To evaluate seasonality of radial distribution of C, O and H isotopes and ecophysiological behaviour

To assess the relation of seasonal O and H isotope variations between precipitation and tree-rings

To determine seasonal variations of tree-ring stable isotopes in relation to climatic variables

To provide data these data for the generation of transfer functions/process models

Detailed process studies will be carried out on 40 year old oak and pine trees at an established lysimeter facility in W-Germany. Both oak and pine will be studied owing to their role in the European Isotope Network and characteristic seasonality of growth. The lysimeter facility provides over 35 years of treegrowth measurements, meteorological variables and local water cycling. The site is also situated between two IAEA-GNIP-stations (Emmerich & Bad Salzuflen) providing >20 years of isotopic precipitation data.

C-isotope measurements of different metabolites will be used to trace the fractionations involved in the seasonal interplay of major tree physiological processes. In addition, atmospheric CO₂ above and below the canopy will be also be monitored. The fate of oxygen and hydrogen isotopes in precipitation will be traced through soil moisture and compartment specific analyses of the arboreal system. Soil water status and isotopic (O&H) composition of xylem water, leaf water and phloem sap will be analysed. In addition to these measurements bud and leaf organic matter, soluble sugars and starch extracted from leaves, phloem sap and tree-ring material (bulk and cellulose) will help to trace the fate of atmospheric CO₂.

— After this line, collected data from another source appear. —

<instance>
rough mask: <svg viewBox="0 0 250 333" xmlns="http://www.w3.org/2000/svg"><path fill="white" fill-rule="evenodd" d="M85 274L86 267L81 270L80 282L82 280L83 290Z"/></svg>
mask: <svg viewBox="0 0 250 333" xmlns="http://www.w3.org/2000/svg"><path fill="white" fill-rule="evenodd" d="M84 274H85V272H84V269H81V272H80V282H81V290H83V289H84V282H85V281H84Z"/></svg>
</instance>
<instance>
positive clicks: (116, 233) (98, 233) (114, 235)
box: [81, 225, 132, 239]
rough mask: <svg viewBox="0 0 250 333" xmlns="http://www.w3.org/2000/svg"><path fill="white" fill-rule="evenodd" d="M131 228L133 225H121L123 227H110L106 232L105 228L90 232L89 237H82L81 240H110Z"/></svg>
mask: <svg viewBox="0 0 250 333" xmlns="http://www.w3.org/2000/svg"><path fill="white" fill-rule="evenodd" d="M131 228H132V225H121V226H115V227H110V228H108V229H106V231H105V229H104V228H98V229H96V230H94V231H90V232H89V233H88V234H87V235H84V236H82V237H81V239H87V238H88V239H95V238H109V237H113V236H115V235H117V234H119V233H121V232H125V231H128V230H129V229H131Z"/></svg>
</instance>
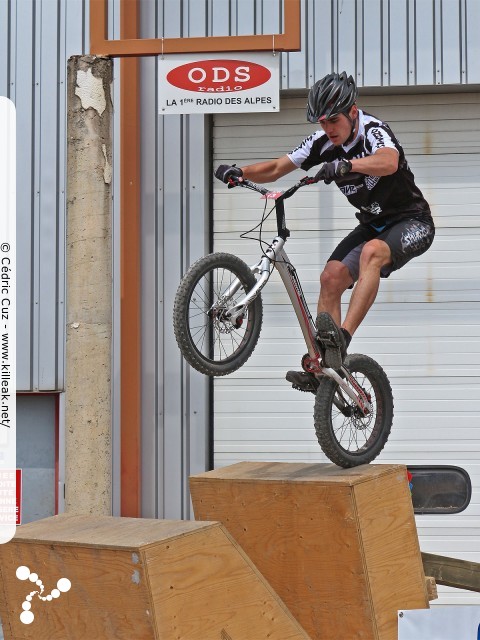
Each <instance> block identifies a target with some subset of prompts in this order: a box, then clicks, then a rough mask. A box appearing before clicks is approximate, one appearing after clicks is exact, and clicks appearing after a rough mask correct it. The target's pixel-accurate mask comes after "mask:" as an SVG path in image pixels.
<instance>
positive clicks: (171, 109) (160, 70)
mask: <svg viewBox="0 0 480 640" xmlns="http://www.w3.org/2000/svg"><path fill="white" fill-rule="evenodd" d="M278 109H279V78H278V55H276V56H274V55H273V54H272V53H268V54H265V53H257V54H252V53H249V54H247V55H246V56H245V57H244V56H243V54H242V55H241V56H239V55H237V56H235V57H234V58H228V57H225V54H218V55H215V54H210V55H209V56H208V58H206V59H201V58H195V59H194V60H192V59H186V56H180V55H172V56H168V57H165V58H164V59H159V113H160V114H162V115H167V114H169V113H177V114H178V113H228V112H235V111H277V110H278Z"/></svg>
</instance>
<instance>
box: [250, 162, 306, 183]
mask: <svg viewBox="0 0 480 640" xmlns="http://www.w3.org/2000/svg"><path fill="white" fill-rule="evenodd" d="M295 169H297V166H296V165H294V164H293V162H292V161H291V160H290V158H289V157H288V156H282V157H281V158H278V159H277V160H267V161H266V162H257V163H256V164H249V165H247V166H246V167H242V171H243V177H244V178H246V179H247V180H252V182H259V183H263V182H275V180H278V179H279V178H282V177H283V176H285V175H287V173H290V172H292V171H294V170H295Z"/></svg>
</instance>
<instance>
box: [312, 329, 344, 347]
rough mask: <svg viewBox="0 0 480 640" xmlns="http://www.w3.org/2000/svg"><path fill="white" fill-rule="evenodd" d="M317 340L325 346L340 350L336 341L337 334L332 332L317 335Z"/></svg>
mask: <svg viewBox="0 0 480 640" xmlns="http://www.w3.org/2000/svg"><path fill="white" fill-rule="evenodd" d="M317 338H318V340H319V341H320V342H321V343H322V345H324V346H327V347H333V348H335V349H338V347H339V345H338V343H337V341H336V340H335V334H334V333H333V332H331V331H329V332H328V333H319V334H318V335H317Z"/></svg>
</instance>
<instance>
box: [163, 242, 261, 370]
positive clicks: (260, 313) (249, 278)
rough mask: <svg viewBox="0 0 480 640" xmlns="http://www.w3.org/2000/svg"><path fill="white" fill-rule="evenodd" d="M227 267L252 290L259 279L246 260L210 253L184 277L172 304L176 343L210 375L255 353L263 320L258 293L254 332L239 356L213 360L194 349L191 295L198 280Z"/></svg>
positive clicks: (193, 263) (244, 345)
mask: <svg viewBox="0 0 480 640" xmlns="http://www.w3.org/2000/svg"><path fill="white" fill-rule="evenodd" d="M216 267H226V268H228V269H231V270H232V271H233V272H234V273H235V274H236V275H237V276H239V277H240V278H241V279H242V281H243V282H245V283H246V284H247V286H248V289H251V288H252V287H253V286H254V285H255V283H256V279H255V276H254V275H253V273H252V272H251V270H250V268H249V267H248V266H247V265H246V264H245V262H244V261H243V260H241V259H240V258H238V257H237V256H234V255H232V254H230V253H221V252H217V253H211V254H209V255H207V256H204V257H203V258H200V259H199V260H197V261H196V262H194V263H193V264H192V265H191V267H190V268H189V269H188V271H187V272H186V274H185V275H184V277H183V278H182V280H181V282H180V284H179V286H178V289H177V293H176V296H175V302H174V306H173V328H174V332H175V338H176V340H177V344H178V346H179V348H180V351H181V352H182V355H183V357H184V358H185V360H186V361H187V362H188V363H189V364H190V365H191V366H192V367H193V368H194V369H196V370H197V371H199V372H200V373H203V374H205V375H208V376H225V375H228V374H229V373H233V372H234V371H236V370H237V369H239V368H240V367H241V366H242V365H244V364H245V362H246V361H247V360H248V358H249V357H250V356H251V355H252V353H253V351H254V349H255V347H256V345H257V342H258V338H259V336H260V331H261V328H262V322H263V306H262V299H261V296H260V295H258V296H257V297H256V299H255V300H254V301H253V302H252V303H251V305H250V307H251V308H252V307H253V309H252V313H253V314H254V321H253V327H252V331H251V335H250V336H249V338H248V340H247V342H246V343H245V345H244V347H243V348H242V350H241V351H240V352H239V353H238V354H237V356H236V357H235V358H234V359H232V360H231V361H230V362H228V363H223V364H222V363H220V362H219V363H213V362H211V361H209V360H208V359H206V358H204V357H202V355H201V354H200V353H199V352H198V351H197V349H195V347H194V345H193V343H192V340H191V338H190V333H189V330H188V306H189V302H190V296H191V294H192V291H193V290H194V288H195V285H196V284H197V282H198V280H199V279H200V278H201V277H202V276H203V275H204V274H205V273H206V272H208V271H209V270H210V269H213V268H216Z"/></svg>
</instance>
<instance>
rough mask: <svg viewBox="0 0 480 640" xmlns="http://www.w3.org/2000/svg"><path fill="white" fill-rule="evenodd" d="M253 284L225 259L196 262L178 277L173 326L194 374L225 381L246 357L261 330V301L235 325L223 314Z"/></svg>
mask: <svg viewBox="0 0 480 640" xmlns="http://www.w3.org/2000/svg"><path fill="white" fill-rule="evenodd" d="M256 282H257V281H256V279H255V276H254V275H253V273H252V271H251V269H250V268H249V267H248V266H247V265H246V264H245V263H244V262H243V260H240V258H237V257H236V256H233V255H230V254H228V253H212V254H210V255H208V256H205V257H204V258H201V259H200V260H197V262H195V263H194V264H193V265H192V266H191V267H190V269H189V270H188V271H187V273H186V274H185V276H184V277H183V279H182V281H181V282H180V285H179V287H178V290H177V294H176V296H175V304H174V308H173V326H174V330H175V337H176V339H177V343H178V346H179V347H180V351H181V352H182V355H183V357H184V358H185V360H187V362H189V363H190V364H191V365H192V367H194V368H195V369H197V371H200V372H201V373H204V374H206V375H209V376H224V375H227V374H228V373H232V372H233V371H236V370H237V369H238V368H239V367H241V366H242V365H243V364H244V363H245V362H246V361H247V360H248V358H249V357H250V356H251V354H252V352H253V350H254V349H255V346H256V344H257V341H258V337H259V335H260V329H261V327H262V314H263V310H262V300H261V297H260V295H258V296H257V297H256V298H255V299H254V300H253V301H252V302H251V303H250V304H249V305H248V307H247V308H246V309H245V311H244V313H243V314H242V315H241V316H239V317H237V318H235V319H230V318H229V316H228V309H230V308H232V307H233V306H235V305H236V304H237V302H238V301H239V300H240V299H241V298H242V297H243V296H244V295H245V294H246V293H247V292H248V291H250V289H252V287H253V286H254V285H255V284H256ZM235 283H236V284H235ZM232 285H233V287H232ZM237 287H238V290H237V291H235V292H234V291H233V289H235V288H237ZM227 294H228V295H227Z"/></svg>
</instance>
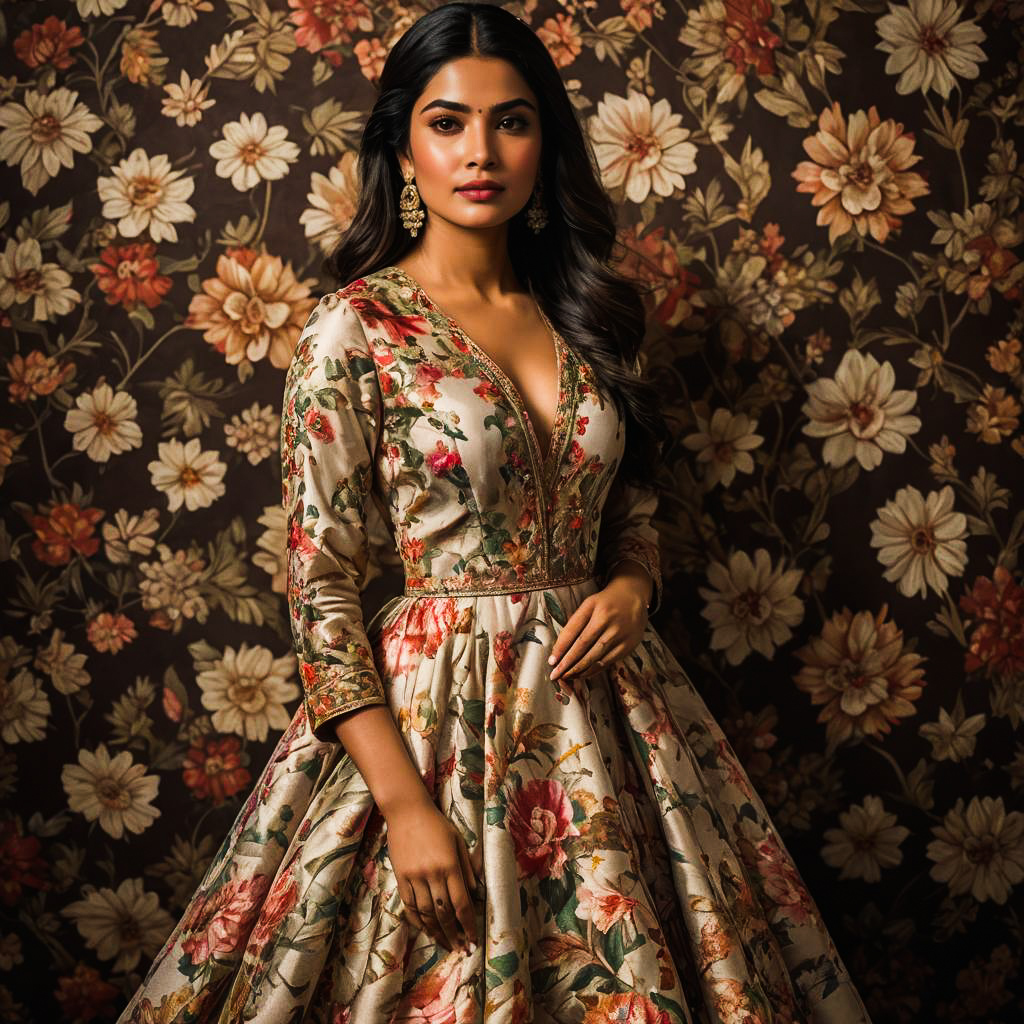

Cambium pinning, anatomical and phenological observations and leaf-gas exchange measurements will be carried out to refine the resulting models further. Point-Dendrometer measurements will also be used provide exact dating of intra-annual tree-ring growth and will enable the noninvasive dating of thin sectioned material without resulting the ambiguities of chemical heterogeneitiy induced by cambial wounding methods. Sampling will be carried out at a variety of timescales, from daily and hourly during periods of fast growth to bi-monthly during the dormant period over two complete growing seasons. The resulting information will be utilised in WP 4 for the generation of transfer functions and mechanistic models and supplemented by additional ecophysiolocal measurements obtained through an ongoing DEKLIM project (Germany). The intra-annual investigation will then be extended back over 10 consecutive years (at a 10μm resolution) for two trees. More than 100 subdivisions/year promise intra annual resolutions of less then a week with which to evaluate the seasonal changes of climatic quantities and seasonal changes of isotopes in precipitation.